S. N. Chernikov

ON GROUPS WITH FINITE CLASSES OF CONJUGATE ELEMENTS

(Presented by Academician P. S. Aleksandrov on 18 I 1957)

In the present note a new definition of the class of layer-finite groups is given (Theorem 1), and, in addition, certain properties are established of groups with finite classes of conjugate elements, connected with the existence in them of Abelian subgroups with centralizers of finite index.

1. Theorem 1. The class of locally normal groups with special Sylow subgroups (i.e., with Sylow subgroups satisfying the minimal condition for Abelian subgroups) coincides with the class of layer-finite groups.

Proof. In the author’s work (¹) it was established that the second of these classes is contained in the first. To prove that the first class is contained in the second, consider an arbitrary locally normal group \(G\) with special Sylow subgroups. Let \(A\) be its maximal complete subgroup. Since the normalizer of every element of a locally normal group has finite index in it, and since no complete group has proper subgroups of finite index, the intersection of the subgroup \(A\) with the normalizer of an arbitrary element of the group \(G\) coincides with \(A\). It follows from this that the subgroup \(A\) is contained in the center of the group \(G\).
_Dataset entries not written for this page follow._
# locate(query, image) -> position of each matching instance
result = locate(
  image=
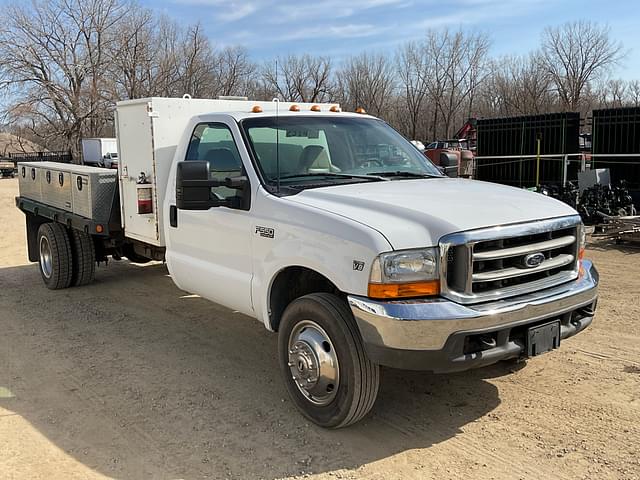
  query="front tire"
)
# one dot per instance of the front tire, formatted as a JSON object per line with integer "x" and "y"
{"x": 55, "y": 258}
{"x": 325, "y": 367}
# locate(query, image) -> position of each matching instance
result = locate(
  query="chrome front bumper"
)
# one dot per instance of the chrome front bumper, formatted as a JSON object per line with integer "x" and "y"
{"x": 437, "y": 327}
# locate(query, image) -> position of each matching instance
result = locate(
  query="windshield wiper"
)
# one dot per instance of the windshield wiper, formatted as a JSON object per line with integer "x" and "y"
{"x": 332, "y": 174}
{"x": 405, "y": 174}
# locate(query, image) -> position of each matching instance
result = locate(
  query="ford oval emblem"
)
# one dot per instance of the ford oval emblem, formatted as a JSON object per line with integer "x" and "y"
{"x": 534, "y": 259}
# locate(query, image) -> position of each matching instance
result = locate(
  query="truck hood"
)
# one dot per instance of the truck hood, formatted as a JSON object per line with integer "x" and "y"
{"x": 417, "y": 213}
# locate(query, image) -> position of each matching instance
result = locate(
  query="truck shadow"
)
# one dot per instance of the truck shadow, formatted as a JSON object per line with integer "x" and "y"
{"x": 135, "y": 379}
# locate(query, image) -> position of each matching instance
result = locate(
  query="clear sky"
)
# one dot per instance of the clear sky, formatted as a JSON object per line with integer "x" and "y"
{"x": 341, "y": 27}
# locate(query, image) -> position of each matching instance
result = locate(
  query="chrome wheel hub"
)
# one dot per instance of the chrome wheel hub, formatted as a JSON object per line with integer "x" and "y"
{"x": 313, "y": 362}
{"x": 46, "y": 263}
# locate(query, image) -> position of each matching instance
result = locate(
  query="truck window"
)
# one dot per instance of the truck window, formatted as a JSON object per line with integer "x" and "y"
{"x": 299, "y": 150}
{"x": 213, "y": 142}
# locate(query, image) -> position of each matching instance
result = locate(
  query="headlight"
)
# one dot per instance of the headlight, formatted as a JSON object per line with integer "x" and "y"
{"x": 406, "y": 273}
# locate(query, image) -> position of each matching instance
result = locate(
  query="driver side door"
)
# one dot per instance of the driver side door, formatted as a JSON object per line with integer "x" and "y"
{"x": 210, "y": 250}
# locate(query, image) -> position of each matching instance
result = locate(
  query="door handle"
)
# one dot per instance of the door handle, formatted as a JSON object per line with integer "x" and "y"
{"x": 173, "y": 216}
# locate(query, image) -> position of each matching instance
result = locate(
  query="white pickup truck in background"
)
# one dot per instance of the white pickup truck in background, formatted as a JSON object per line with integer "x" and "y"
{"x": 100, "y": 152}
{"x": 328, "y": 227}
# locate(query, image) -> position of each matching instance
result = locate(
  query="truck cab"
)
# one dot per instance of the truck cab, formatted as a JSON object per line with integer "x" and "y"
{"x": 335, "y": 232}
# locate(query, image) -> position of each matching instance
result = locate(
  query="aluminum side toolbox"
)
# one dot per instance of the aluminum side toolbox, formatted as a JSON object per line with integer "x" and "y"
{"x": 93, "y": 190}
{"x": 29, "y": 180}
{"x": 55, "y": 185}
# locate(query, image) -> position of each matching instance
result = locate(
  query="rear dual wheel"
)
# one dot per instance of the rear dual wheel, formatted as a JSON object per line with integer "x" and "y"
{"x": 65, "y": 258}
{"x": 326, "y": 370}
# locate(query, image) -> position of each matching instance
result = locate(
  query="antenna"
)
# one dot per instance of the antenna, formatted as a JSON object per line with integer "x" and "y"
{"x": 277, "y": 101}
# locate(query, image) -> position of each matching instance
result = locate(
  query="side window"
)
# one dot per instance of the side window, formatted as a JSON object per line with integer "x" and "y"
{"x": 213, "y": 142}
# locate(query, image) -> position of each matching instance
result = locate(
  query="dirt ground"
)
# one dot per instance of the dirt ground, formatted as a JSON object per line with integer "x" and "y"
{"x": 131, "y": 378}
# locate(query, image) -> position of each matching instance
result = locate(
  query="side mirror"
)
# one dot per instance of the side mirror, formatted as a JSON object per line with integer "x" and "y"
{"x": 193, "y": 186}
{"x": 449, "y": 162}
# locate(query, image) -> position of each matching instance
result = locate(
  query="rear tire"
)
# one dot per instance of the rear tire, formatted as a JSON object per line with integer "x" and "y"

Since an arbitrary Sylow subgroup \(P\) of the group \(G\), being a special group, is a finite extension of its maximal complete subgroup, the intersection \(P \cap A\), in view of the maximality of the complete subgroup \(A\), will have finite index in \(P\). Hence it is easily obtained that all Sylow subgroups of the factor group \(G/A\) are finite (the subgroup \(A\) is invariant in \(G\), since, as was proved, it is contained in the center of \(G\)). Indeed, this follows from the fact that if \(P\) is a Sylow subgroup of the group \(G\), then \(PA/A\) is a finite Sylow subgroup of the group \(G/A\), and from the fact that all Sylow \(p\)-subgroups of a locally normal group for fixed \(p\) are conjugate to one another, if at least one of them is finite.

From the finiteness and conjugacy of the Sylow \(p\)-subgroups of the group \(G/A\) and its local normality there follows the finiteness of the set of its Sylow \(p\)-subgroups for each fixed prime number \(p\). Hence one readily sees the finiteness of the set of all \(p\)-elements of the group \(G/A\) (i.e., the finiteness of the set of all its elements of order \(p^k\), where \(k\) is an arbitrary natural number).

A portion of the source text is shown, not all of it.